I actually cannot believe how comfortable the saddle is, I’ll readily admit it didn’t look promising (despite being a really really ridiculously goodlooking saddle) and the first few short trips were not exactly something to write home about but really, if you’re willing to spend some time laying the foundation of a healthy partnership and the same amount of time on a sometimsetup depth set up, then you’ll be laughing. Apparently they’re supposed to get better with time and miles under the belt (so to speak) so my ladyparts are in for a treat!

More on Breaking in the RP

On Sunday June 24th, Alex and I completed the 40-something kilometers of the Melbourne Roobaix with a group of friends and about 2000 other bike enthusiasts. The day was spectacular and Melbourne put on its best behaviour so that fun could be had by all, riding along cobble stones, winding around back alleys, panting up hills and generally confusing already baffled Sunday drivers with our sheer roobaix numbers. My Surly Long Haul Trucker (affectionately known as Surly Elliot) was the perfect bike to tackle these trials and tribulations – and the Rivet Pearl looked after my bits and bum alike – I was shaken but not stirred.

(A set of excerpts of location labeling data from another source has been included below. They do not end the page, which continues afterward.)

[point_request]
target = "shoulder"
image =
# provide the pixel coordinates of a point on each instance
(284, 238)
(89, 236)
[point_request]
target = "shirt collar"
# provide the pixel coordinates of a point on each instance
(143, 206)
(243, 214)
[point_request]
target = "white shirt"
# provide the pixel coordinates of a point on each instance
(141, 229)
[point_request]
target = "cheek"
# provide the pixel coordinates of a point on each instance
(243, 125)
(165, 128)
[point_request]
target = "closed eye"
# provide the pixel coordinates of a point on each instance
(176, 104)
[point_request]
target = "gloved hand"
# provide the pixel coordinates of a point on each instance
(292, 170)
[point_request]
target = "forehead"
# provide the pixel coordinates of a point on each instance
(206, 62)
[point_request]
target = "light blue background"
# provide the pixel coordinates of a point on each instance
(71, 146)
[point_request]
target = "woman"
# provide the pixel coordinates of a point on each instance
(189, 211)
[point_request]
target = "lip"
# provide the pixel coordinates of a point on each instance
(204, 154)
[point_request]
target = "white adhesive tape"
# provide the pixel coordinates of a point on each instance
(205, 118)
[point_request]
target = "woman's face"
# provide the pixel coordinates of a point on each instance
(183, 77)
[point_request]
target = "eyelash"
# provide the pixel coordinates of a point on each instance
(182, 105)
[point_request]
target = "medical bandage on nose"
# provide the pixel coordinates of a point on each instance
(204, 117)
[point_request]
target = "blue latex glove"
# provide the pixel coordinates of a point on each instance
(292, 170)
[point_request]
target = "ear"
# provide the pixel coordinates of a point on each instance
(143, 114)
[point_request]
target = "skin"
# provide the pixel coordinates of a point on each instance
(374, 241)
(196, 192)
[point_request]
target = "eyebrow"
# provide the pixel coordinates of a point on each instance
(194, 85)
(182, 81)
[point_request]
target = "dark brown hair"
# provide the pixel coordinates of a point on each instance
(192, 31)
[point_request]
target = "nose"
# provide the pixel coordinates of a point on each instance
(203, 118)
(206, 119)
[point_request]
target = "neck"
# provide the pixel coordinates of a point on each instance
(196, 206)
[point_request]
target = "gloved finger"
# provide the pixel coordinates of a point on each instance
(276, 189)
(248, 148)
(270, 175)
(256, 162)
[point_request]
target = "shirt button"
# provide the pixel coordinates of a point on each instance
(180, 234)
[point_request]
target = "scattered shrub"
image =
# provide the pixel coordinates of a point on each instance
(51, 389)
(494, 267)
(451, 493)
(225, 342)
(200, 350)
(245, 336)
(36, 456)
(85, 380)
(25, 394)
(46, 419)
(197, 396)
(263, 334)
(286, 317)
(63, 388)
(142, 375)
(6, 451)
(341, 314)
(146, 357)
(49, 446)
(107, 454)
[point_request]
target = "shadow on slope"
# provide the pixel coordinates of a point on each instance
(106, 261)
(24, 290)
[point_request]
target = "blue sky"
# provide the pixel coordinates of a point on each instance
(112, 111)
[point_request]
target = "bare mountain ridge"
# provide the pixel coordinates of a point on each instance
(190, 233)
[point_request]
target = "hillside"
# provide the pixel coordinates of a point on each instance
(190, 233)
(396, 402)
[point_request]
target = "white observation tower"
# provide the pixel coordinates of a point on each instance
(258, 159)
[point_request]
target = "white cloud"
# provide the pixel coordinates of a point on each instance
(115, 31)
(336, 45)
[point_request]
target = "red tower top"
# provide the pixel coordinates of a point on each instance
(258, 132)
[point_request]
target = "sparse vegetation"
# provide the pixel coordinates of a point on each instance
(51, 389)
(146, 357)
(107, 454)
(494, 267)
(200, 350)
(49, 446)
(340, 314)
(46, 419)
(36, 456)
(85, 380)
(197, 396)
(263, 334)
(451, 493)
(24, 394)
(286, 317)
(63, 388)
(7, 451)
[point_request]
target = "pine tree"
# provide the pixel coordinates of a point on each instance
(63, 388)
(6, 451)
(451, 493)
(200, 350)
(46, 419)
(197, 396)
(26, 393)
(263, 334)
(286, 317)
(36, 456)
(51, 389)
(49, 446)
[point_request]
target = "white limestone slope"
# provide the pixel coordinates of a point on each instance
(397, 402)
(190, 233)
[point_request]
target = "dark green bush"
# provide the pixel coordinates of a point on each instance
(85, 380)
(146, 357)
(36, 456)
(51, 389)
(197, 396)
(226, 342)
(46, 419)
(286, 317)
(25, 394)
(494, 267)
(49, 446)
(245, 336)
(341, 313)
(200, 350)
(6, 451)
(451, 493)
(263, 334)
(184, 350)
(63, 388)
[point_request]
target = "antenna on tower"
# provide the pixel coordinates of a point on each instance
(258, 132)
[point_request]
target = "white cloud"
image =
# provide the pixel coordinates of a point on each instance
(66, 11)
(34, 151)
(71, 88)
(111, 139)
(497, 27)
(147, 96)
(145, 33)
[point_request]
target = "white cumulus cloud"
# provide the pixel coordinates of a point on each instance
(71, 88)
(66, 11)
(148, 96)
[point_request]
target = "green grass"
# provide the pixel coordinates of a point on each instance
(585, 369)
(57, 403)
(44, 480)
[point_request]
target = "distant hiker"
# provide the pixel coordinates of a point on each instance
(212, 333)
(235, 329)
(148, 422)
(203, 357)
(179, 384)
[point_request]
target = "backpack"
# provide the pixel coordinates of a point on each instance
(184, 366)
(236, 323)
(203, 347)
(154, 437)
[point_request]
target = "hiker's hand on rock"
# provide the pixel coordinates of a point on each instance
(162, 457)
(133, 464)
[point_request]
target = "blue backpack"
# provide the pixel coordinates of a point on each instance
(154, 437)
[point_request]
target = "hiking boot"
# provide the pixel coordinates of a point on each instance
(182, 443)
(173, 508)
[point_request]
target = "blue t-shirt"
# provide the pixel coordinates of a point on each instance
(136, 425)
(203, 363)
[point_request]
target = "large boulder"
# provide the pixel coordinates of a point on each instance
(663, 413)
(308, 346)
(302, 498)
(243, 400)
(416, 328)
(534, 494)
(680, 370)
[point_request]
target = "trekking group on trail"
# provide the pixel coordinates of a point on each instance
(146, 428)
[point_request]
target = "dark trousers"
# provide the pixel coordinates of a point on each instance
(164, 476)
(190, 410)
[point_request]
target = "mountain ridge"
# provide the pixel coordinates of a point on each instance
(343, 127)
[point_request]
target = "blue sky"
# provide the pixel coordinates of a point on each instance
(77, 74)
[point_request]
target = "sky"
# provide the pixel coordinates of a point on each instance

Brunswick Velodrome: witness the continued rejoicing at the end of a marvellous Roobaix. (photo curtesy of Graeme Cross, 2012)

Since securing my RP, I have probably only knocked over around 150 kilometres, but it has been such a delight to ride so early in the piece that I feel positive that it shall continue to assert its usefulness and comfort in the months… make that years… to come! Technically, Rivet Cycle Works honor a six month return policy on all saddles, but as I have no idea where over the seas I will be in one month’s time, let alone six! I will have to trust that the Pearl is in fact a pearl in real life – its luster increasing with each ride.

Many thanks to Richard Ayling of Diggari Imports for his generous aid in suiting us with an alarming number of items, from the Rivet to Ortleib panniers and even a beautiful bell to boot!  (More reviews on these products to come). Make sure you get in contact with Diggari to give one a go!

Bottoms up!

Diggari Imports

  1. I find your criticism of Brooks England saddles interesting given that a Brooks has an adjusting bolt to re-tension the saddle, just as the one you review does. Not sure therefore how the Brooks seems to be inferior. Given their long history I think I will stick to my four saddles. Interesting review but.

  2. Thanks for the comment, Andrew. I think the main difference is in the way that the splay is limited by the adjoining plate instead of having extra lacing to rely on. I definitely don’t believe the Brooks is inferior however, nor should their wonderfully reliable and long-standing history be disregarded. Brooks just uses a different approach. I think, as the Rivet saddles are a relatively new design, they’ve tried to take the best from both worlds and invent from there. I shall try to review this review and ensure that it doesn’t come across as though I’m bagging the Brooks. Thanks again.